CALAMITA Si offenderà qualcuno se diciamo che all’alba dei due gol che sembravano aver messo in ginocchio Israele c’era un po’ di Pirlo nelle idee di Verratti? Imbucata è una parolina che piace molto agli allenatori, ma serve chi trova il buco: magari c’è ma non sempre si vede. Diciamo che Verratti lo vede spesso, tanto più se non gli ostruiscono certe traiettorie, come ieri ha fatto a lungo Kayal. Ma lo spessore della partita di Verratti è stato ancora più lampante quando si è dovuto mettere lui a ostruire le traiettorie avversarie. Ed è stato nel momento di difficoltà, anche prima ma soprattutto dopo l’espulsione di Chiellini, che Verratti si è preso l’Italia: l’ha tenuta per mano, l’ha aiutata, le ha fatto coraggio. E’ stato quando la palla ha iniziato a scottare che la sua calamita è diventata ignifuga, e lui se l’è fatta dare ancora più spesso. E ha iniziato a sbucare e rimbalzare dappertutto per inventarsi anche altri mestieri, non solo quello di provare a congelare il pallone.

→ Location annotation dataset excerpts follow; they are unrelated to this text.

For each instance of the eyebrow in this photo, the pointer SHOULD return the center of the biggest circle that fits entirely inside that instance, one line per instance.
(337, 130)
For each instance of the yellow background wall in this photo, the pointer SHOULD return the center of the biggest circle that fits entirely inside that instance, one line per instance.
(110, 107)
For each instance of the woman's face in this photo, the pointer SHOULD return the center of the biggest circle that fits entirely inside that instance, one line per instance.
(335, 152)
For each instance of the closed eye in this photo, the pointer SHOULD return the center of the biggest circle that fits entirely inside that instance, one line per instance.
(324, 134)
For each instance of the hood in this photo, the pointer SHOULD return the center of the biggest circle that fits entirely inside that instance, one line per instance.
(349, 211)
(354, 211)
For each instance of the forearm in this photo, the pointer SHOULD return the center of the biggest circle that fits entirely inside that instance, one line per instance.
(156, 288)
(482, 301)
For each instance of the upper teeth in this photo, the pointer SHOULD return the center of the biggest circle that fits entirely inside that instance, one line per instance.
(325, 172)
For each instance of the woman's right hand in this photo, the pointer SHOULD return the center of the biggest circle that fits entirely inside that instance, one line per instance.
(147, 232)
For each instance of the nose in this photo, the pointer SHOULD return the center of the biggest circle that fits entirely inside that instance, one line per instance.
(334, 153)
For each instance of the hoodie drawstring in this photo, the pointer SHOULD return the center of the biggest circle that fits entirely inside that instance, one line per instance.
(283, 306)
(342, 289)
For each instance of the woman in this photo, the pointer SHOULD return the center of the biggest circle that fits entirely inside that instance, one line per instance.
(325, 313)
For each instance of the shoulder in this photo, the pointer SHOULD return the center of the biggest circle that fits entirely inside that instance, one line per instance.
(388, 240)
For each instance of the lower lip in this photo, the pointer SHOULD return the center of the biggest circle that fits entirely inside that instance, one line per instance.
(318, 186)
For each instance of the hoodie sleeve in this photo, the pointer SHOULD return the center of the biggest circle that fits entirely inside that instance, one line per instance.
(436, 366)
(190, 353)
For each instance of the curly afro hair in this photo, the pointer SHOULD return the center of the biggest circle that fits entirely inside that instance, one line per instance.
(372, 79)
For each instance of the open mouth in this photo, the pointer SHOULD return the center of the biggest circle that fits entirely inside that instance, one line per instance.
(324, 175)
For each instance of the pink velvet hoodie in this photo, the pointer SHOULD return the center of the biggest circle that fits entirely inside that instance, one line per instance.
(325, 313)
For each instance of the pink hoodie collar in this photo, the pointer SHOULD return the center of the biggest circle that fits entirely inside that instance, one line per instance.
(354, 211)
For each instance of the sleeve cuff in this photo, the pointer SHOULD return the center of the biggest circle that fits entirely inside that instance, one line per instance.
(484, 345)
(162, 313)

AZZURRO FELICITA’ Ha fatto il mediano che va a pressare, l’incontrista che va a recuperare il pallone, la catapulta di tentativi di ripartenza sempre più difficili. Ha pure menato, ma soprattutto si è fatto menare, ha preso falli e un pestone che l’ha fatto zoppicare. E nel dopo gara ha sfoderato un sorriso che era tutto un programma. «Non giocavo 90’ da febbraio, mi mancava un po’ il ritmo partita. Ma questa gara era troppo importante e anche la voglia mi ha portato al limite, Ventura ci ha dato delle dritte giuste, col passare del tempo si vedrà sempre di più la sua mano. Per me giocare in Nazionale è la cosa più bella, regista o mezzala non importa, spero sempre di aiutare la squadra. La gara? In 10 abbiamo sofferto, poteva succedere di tutto. Per fortuna abbiamo Buffon».